In 1993, Sonic Youth recorded one of their most influential albums, usually referred to by its shortened title: Experimental Jet Set. A blending of the punk and college music genres that came before it, it was propulsive, irreverent, and nihilistic. Parts of it would be influential for decades, and parts of it were experiments that didn’t bear repeating.
New York’s The New Museum chose the album’s full title, Experiment Jet Set, Trash and No Star, as the title for an exhibition of work of the NYC art scene from that year, 1993, which is on view through May 26. The exhibition brings together artists who were dominating the scene at that time, and others whose careers were just beginning.
Among the artists featured in the exhibition is Coco Fusco, Director of Intermedia Initiatives at Parsons The New School for Design.

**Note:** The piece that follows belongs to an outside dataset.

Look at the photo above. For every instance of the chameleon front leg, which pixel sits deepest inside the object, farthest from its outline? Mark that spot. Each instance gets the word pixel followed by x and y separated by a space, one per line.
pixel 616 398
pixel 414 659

She is represented in the show in her piece The Undiscovered Amerindians, a series of ten etchings that reference the 1993 performance The Year of the White Bear and Two Undiscovered Amerindians Visit the West (1992–1994), done in collaboration with Guillermo Gomez-Peña. For that piece, documented in the film The Couple in the Cage, Fusco and Gomez-Pena put themselves on display in a small cage, claiming to be natives from an island untouched by European influence. They dressed in parody of “native” concepts – grass skirts and leopard skin, among other things – and explored colonialism and multi-culturalism. The work will be on display at The New Museum alongside others from artists like Nan Godlin, Todd Haynes, Annie Leibovitz, and Cindy Sherman.